How not to lie with statistics

Small Sample Size or Sample Bias

  • Beware of inaccurate generalizations
  • Small sample size might not represent the entire population
  • Sampling choice might favor certain groups

Data Context

  • Timeframe of the data – “trends”, “recently” – when? what period of time?
  • Who collected the data? What was the purpose of data collection?

Data Quality

  • Data collection bias – Which one of these do you prefer? vs. Do you think X is better?
  • Data processing bias – selecting data that supports hypothesis
  • Wrangling bias or errors – how were variables coded?

Practice

Download the Fashion Dataset, inspect it, and answer the following questions:

  • Who collected the data?
  • How was the data collected?
  • When was the data collected?
  • Who is represented in the data? (what is the population this was sampled from?)
  • Are there any outliers?
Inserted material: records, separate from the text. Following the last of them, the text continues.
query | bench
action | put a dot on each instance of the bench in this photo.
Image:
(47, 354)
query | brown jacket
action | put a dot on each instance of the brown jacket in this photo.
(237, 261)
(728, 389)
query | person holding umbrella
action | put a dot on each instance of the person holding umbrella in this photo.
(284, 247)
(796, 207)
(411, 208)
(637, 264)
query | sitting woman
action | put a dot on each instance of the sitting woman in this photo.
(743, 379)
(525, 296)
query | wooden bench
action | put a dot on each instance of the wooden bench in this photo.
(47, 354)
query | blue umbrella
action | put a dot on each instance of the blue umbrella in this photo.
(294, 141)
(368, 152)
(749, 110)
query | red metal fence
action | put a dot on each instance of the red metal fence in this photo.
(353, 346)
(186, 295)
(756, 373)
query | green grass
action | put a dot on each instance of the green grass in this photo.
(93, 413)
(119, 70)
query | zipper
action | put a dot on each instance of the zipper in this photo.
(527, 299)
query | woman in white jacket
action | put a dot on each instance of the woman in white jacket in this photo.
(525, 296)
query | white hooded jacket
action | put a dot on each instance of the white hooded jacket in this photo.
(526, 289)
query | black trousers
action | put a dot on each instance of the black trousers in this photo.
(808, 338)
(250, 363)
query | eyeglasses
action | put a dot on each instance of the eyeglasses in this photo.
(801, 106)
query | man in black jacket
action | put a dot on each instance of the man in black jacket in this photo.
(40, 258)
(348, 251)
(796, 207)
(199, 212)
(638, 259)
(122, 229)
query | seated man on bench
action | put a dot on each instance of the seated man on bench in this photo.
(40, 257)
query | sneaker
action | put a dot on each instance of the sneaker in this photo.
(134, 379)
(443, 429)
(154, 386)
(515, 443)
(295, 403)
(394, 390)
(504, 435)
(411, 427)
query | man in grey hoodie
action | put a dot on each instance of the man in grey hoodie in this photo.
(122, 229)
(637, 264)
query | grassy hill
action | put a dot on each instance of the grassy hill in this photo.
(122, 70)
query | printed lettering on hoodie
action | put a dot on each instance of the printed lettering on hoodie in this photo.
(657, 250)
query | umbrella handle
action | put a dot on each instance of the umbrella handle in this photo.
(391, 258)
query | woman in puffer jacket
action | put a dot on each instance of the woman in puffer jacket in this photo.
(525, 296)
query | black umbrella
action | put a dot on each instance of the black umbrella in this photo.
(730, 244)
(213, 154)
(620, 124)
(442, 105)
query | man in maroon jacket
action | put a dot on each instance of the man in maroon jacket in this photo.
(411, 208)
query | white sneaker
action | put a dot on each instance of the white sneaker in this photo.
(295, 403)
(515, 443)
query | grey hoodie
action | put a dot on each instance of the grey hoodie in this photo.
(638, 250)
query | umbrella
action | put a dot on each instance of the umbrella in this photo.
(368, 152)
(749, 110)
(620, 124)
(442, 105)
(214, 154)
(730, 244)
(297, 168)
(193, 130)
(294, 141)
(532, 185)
What do they mean?

Practice

Who is represented in the data?

Age Group n
18–24 132
25–34 5
35–44 1
45+ 1
Under 18 11

Practice

Who is represented in the data?

Gender n
Female 67
Male 83

Practice

Who is represented in the data?

Profession n
Freelancer 2
Office Worker 4
Other 4
Student 140

Practice

Who is represented in the data?

Age Group Profession Female Male
18–24 Student 61 67
25–34 Office Worker 1 1
25–34 Other 2 0
35–44 Other 1 0
Under 18 Student 2 9
18–24 Freelancer 0 1
18–24 Office Worker 0 2
18–24 Other 0 1
25–34 Student 0 1
45+ Freelancer 0 1

Descriptive Stats

  • Measures of centrality (mean, median, mode) might differ, showing different aspects of the data
  • Measures of variability (standard deviation) can give us more information that measures of centrality alone cannot
  • Question to ask: Why were the measures displayed chosen?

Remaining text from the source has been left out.